Until recently, the lack of AI integration with and access to electronic medical record information has been a limitation, but this is already changing. With integration into the electronic medical record,⁷ AI can be utilized to generate individualized follow-up reminders to patients, summarizing their clinical course and emphasizing the significance of adhering to their unique disease management plan. Furthermore, studies show that incorporating AI can bolster medication adherence by automatically generating a tailored medication schedule that minimizes drug interactions, aids with pill count, and provides clear explanations for the relevance of each medication to the patient.⁸ Moreover, AI has the potential to streamline appointment scheduling, reducing conflicts and ensuring adherence to long-term surveillance protocols, ultimately improving the continuity of care.⁹ As AI becomes increasingly integrated into health care, it is critical that patient information and HIPAA compliance remain at the forefront with strict data encryption, storage, and transmission policies. Patients interacting with AI should be informed on how their data will be collected and used, and explicit consent should be obtained.

AI will not only be used to help patients but will also help urologists in both the clinic and hospital settings. Writing outpatient notes can be time-consuming for urologists, but as speech-to-text AI applications advance, there is promise that AI systems will be able to transcribe patient-urologist conversations accurately and succinctly. Less time documenting means more time allotted to providing direct patient care. In the hospital setting, discharge summaries are often plagued by incompleteness and minor inaccuracies in the hospital course. However, an AI model with access to inpatient information could generate a comprehensive and precise discharge summary with details about the procedure indication, perioperative course, and follow-up plan.¹⁰ Additionally, discharge summaries could be modified into personalized discharge letters for patients, composed in easily understandable, nonmedical language, effectively narrating their hospital stay and providing clear postoperative instructions pertaining to medications, physical/occupational therapy, and follow-up appointments. Furthermore, as AI-driven language translation improves, these bespoke discharge letters would be immediately available to patients in their preferred language, improving health equity in regions with diverse ethnic backgrounds.

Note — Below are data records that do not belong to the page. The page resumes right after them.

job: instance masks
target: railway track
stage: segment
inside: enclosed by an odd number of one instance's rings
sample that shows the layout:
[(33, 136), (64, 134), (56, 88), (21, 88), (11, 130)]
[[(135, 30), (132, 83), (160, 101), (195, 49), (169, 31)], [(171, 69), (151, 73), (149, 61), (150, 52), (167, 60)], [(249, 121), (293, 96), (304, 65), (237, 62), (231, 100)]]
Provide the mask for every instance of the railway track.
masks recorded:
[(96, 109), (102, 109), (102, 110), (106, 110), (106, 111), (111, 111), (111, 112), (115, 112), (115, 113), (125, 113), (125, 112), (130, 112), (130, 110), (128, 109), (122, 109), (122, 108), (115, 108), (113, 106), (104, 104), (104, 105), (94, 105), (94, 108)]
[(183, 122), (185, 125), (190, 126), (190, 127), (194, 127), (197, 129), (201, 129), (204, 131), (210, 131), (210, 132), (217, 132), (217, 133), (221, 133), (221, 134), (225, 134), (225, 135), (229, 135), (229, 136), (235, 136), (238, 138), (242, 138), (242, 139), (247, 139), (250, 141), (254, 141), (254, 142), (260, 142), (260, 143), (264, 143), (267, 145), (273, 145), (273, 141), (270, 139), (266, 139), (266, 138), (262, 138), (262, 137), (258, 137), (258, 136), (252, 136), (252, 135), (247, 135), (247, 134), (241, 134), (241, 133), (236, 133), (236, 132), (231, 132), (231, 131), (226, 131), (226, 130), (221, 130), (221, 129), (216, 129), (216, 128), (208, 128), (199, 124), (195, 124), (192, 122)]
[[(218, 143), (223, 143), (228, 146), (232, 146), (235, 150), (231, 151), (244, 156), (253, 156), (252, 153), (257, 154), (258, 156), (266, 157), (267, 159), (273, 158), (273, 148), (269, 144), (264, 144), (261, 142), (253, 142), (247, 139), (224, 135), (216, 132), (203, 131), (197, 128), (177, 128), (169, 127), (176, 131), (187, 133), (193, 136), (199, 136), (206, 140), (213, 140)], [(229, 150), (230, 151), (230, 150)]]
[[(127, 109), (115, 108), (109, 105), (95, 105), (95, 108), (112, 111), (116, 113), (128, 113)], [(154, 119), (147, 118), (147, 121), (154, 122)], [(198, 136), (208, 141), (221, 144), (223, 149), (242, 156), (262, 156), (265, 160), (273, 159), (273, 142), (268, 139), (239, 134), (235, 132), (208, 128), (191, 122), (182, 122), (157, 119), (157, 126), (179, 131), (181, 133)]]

Certainly, AI will never be able to understand all the nuances of the human-to-human urologist-patient relationship, but perhaps AI can be used to strengthen this relationship. By addressing patient comprehension and understanding of urologic disease, increasing the patient’s accessibility to and satisfaction with high-quality urologic care, and enhancing patient-urologist communication and face-to-face time, AI can and will be used to bridge the gap between patients and urologists.